PARIS – “The United States, China, and maybe the European Union, if Great Britain stays within it” will lead tomorrow’s world; in fact, continued EU membership is the only way for the United Kingdom to secure “a future worthy of her past.” This sentiment could have come straight out of an old French discourse on the pursuit of grandeur through European integration. In fact, it came from former British Labour Prime Minister Gordon Brown.

The result of the UK’s upcoming referendum on EU membership – which will take place on June 23 – is currently impossible to predict. With opinion polls indicating a deeply divided electorate, it is vital that reasonable members of the Labour Party, not just the financiers of the City of London, campaign actively for continued EU membership.

The experience with Scotland’s 2014 referendum on independence carries important lessons for the campaign.
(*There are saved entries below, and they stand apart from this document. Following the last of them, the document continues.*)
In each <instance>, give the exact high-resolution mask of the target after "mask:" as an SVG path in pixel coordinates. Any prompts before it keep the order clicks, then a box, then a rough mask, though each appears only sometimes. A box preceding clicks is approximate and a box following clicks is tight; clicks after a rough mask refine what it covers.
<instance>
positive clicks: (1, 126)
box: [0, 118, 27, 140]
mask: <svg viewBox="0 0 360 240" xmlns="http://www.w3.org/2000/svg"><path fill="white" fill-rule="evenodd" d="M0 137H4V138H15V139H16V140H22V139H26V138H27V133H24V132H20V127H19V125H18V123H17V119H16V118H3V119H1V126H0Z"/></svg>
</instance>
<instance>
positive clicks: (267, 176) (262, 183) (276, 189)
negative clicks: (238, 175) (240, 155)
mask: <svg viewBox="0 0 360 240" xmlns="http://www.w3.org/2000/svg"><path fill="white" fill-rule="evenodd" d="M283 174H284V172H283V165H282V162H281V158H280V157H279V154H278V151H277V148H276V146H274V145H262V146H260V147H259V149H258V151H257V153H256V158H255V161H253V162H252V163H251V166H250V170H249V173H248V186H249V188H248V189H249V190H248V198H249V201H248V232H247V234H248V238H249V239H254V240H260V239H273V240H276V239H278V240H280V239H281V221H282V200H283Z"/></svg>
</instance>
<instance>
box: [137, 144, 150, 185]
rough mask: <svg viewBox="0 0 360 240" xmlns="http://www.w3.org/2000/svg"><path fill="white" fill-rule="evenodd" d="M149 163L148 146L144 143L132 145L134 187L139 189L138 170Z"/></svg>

In the Scottish referendum, the key to securing a victory – and a comfortable one, at that – for the pro-UK camp was a combination of negative warnings and positive arguments. In other words, while fear, based on credible risks, has a role to play, so does hope, with a campaign that addresses both the evolution of the international order and the sense of patriotic pride of a majority of British citizens. Fortunately, Brown, a Scot who played a leading role in securing the vote against independence, recognizes this.

It is ironic to note that such a discourse would probably be difficult to sustain in France nowadays, even though it is the only other EU member to think in “great power” terms. But France, unlike the UK, is in the midst of a serious crisis of confidence – one that bedevils much of the rest of the EU as well. In fact, it is this European crisis of confidence that has turned the current refugee crisis into an existential one: If the EU fails to regain control of its external borders, it will erect internal ones, jeopardizing the entire European project.